Bazoli teme che il super Uni- Credit, cioè il principale concorrente, possa influenzare Intesa- Sanpaolo attraverso la catena che porta a Mediobanca e Generali, grande socio con il 5% della sua banca. Un timore che resta nonostante l’impegno di Profumo e Geronzi a dimezzare (dal 18% al 9%) la quota in Piazzetta Cuccia e a dismettere le presenze dirette nel Leone: la nuova superbanca potrebbe comunque pesare di più dei due istituti prima spesso in disaccordo fra loro e in sostanza a somma zero sotto il profilo del controllo. Seguendo questo ragionamento la situazione post-fusione potrebbe dunque rendere anche più fragili i paletti che Intesa-Sanpaolo fra Unicredito e Capitalia ha piazzato con il tempo a Trieste: in modo diretto e indiretto Bazoli può contare (considerata la quota «amica» di Romain Zaleski) su poco più del 5% di Generali. E’ questo reciproco 5% l’intreccio «a valle» fra i due grandi blocchi. Al quale occorre poi aggiungere l’accordo di bancassurance che lega Generali e Intesa.
A parte scenari che vogliono interventi Antitrust (che certo si muoverebbe in caso Unicredit post fusione conservasse il 18% di Mediobanca) o suggestioni relative a un terzo polo autonomo costituito da Piazzetta Cuccia e Generali (che non sarebbe però un soggetto retail), l’attenzione può dunque andare a questo reciproco intreccio. Bazoli è pronto a «togliere» i presidi a Trieste? Lui si è detto disponibile a trovare una soluzione condivisa.
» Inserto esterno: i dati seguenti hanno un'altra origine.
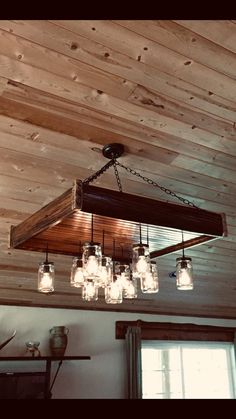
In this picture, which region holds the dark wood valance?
[116,320,236,342]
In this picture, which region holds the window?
[141,341,235,399]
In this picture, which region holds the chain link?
[82,160,114,185]
[82,153,198,208]
[115,160,198,208]
[113,159,122,192]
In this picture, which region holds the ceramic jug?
[49,326,69,356]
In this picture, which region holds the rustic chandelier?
[10,143,226,304]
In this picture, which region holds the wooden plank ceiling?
[0,20,236,319]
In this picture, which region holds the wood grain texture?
[0,19,236,319]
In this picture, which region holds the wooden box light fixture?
[10,143,227,300]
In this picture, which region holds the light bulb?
[72,268,84,287]
[176,257,193,290]
[123,280,137,299]
[140,262,159,294]
[85,255,99,275]
[136,255,149,274]
[105,281,122,304]
[82,281,98,301]
[38,262,54,293]
[41,272,52,288]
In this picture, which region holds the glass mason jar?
[140,261,159,294]
[132,243,150,278]
[70,257,85,287]
[105,279,123,304]
[176,257,193,290]
[38,262,55,293]
[115,262,131,289]
[95,256,113,288]
[82,242,102,279]
[82,279,98,301]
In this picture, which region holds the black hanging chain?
[113,159,122,192]
[82,153,198,208]
[115,160,198,208]
[82,159,114,184]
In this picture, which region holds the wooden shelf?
[0,355,91,361]
[0,355,91,399]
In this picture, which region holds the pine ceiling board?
[49,21,236,102]
[128,84,236,147]
[0,30,136,99]
[113,20,236,79]
[0,56,227,153]
[0,20,236,318]
[0,21,234,122]
[175,19,236,53]
[0,87,235,171]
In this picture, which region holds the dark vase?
[49,326,69,356]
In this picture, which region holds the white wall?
[0,306,236,399]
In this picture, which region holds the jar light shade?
[82,280,98,301]
[70,257,84,288]
[176,257,193,290]
[38,262,55,293]
[95,256,113,288]
[82,242,102,279]
[140,261,159,294]
[132,243,150,278]
[105,280,123,304]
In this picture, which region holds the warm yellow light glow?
[85,255,99,275]
[136,255,149,274]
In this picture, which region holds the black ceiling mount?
[102,143,124,159]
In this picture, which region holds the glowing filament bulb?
[86,255,99,275]
[136,255,149,274]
Ma è chiaro che, seguendo proprio il suo ragionamento, dopo l’accordo tra Profumo e Geronzi sembra oggi in una posizione non di favore. Rispetto alla quale occorre tener conto anche del ruolo giocato dai soci francesi di Mediobanca, vicini a Geronzi (prossimo presidente di Piazzetta Cuccia in versione dualistica) e sostenitori in Generali di Antoine Bernheim, vicepresidente del board di sorveglianza di Intesa-Sanpaolo. E il Leone è disposto a uscire da Intesa- Sanpaolo? A prima vista non sembra. In fondo, è stato anche detto, la sola quota azionaria rende a Trieste più della bancassurance penalizzata dall’Antitrust dopo l’unione fra Milano e Torino. Ecco perché qualcuno ha guardato con attenzione all’ipotesi di deconsolidare Eurizon, il polo di risparmio e polizze di Intesa-Sanpaolo: i problemi Antitrust verrebbero risolti. Trieste potrebbe ridurre a quel punto la presenza in Intesa- Sanpaolo? Nella banca di Bazoli le fondazioni ancora non hanno un patto e l’Agricole è socio ormai «lontano»: un Leone meno influente potrebbe non essere sgradito. Difficile dire oggi se questa possa essere una strada per sciogliere o ridurre gli incroci. In ogni caso dopo l’«invito» del Governatore a risolvere intrecci e conflitti d’interessi il quadro formatosi dopo le due grandi aggregazioni bancarie difficilmente potrà restare senza una «revisione».